Furthermore, while some research linked predominantly acidic diets with an increased cancer risk, no study was able to establish a cause-effect relationship between the two. In fact, cancer cells can thrive equally well in an
alkaline environment as well.

Is the alkaline ash diet another fad diet?

Not entirely. Evidence linking westernized diets to an increased risk of metabolic disorders such as type-2 diabetes and hypertension does exist. Eating more fruits and vegetables undoubtedly is beneficial for overall health. However, there is no evidence to warrant completely cutting out all acidic foods from the diet. While the alkaline ash diet consists of healthy unprocessed food, and may immensely benefit a small subset of people (such
as those with chronic renal disease, who are unable to handle a high PRAL). The alkaline ash diet is healthy, not because of its alkalinity but because it consists primarily of fruits and vegetables. A balanced diet may, in fact, be one that consists of a combination of both acidic and alkaline foods.

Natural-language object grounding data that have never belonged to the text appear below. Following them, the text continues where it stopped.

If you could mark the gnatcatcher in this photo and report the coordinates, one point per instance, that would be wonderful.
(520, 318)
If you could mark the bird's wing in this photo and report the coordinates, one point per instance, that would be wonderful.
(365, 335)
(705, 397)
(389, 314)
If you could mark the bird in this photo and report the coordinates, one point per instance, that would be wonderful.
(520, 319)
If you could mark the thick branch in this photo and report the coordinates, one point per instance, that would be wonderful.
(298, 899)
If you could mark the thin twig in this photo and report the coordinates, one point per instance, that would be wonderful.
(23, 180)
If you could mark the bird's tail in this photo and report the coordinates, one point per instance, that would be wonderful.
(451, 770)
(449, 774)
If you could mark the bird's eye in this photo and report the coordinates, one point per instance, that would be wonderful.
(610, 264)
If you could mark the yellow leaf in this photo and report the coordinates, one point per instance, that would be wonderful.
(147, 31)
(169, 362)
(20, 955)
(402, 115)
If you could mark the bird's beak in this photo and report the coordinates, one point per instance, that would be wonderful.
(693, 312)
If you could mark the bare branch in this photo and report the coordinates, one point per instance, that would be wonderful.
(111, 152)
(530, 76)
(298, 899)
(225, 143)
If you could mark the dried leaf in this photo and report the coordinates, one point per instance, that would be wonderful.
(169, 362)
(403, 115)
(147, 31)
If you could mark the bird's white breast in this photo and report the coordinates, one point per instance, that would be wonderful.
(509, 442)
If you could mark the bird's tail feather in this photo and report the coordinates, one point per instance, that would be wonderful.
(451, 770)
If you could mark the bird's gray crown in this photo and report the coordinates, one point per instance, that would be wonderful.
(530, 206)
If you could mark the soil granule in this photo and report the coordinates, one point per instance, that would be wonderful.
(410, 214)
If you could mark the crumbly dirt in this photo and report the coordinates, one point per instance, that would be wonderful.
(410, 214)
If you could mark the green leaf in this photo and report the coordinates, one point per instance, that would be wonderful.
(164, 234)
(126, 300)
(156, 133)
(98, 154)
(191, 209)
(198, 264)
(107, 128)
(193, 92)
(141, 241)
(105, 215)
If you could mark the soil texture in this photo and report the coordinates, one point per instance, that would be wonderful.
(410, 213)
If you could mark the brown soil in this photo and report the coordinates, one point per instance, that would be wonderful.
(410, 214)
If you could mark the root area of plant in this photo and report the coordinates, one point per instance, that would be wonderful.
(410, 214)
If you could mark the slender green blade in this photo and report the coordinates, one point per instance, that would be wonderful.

Despite being around for a long time, the concept of alkalinity being healthier is still under scrutiny and is being largely investigated. From the above discussion it can be inferred that a more ‘alkaline’ intracellular environment does have benefits for people involved in high intensity training and sports, and may also potentially be beneficial for those at risk of various metabolic disorders. And while the alkaline ash diet may not carry all the benefits that it boasts of, it may still be an overall healthy choice.

SUMMARY: The human body has a very narrowly controlled homeostasis and the pH of urine is in no way reflective of the intracellular or extracellular pH of the body. It is being used to monitor the renal pH buffering mechanisms. With a diet of highly acidic foods are being consumed, the urinary pH will reflect this accordingly.

Alkalizing urine has its use in medicine to reduce uric acid stone production, to improve elimination of toxic compounds (weak acids) in an overdose setting or there are those who swear by using to improve sports performance /
recovery. An animal study showed a four-fold improvement in excretion of ochratoxin A, a mycotoxin.

There may be ways to maintain an optimal pH intracellular environment, which may in turn have a number of protective effects on our vital organs. This concept seems promising, and probing further into it may in fact lead to breakthroughs in preventive medicine.

Disclaimer:

This article is written to give an overview of the subject to inform and educate. It is not to be used as a therapeutic guide for treatment of self or others, or for diagnostic purposes.

Readers are advised to seek medical advice if they seek guidance for their health.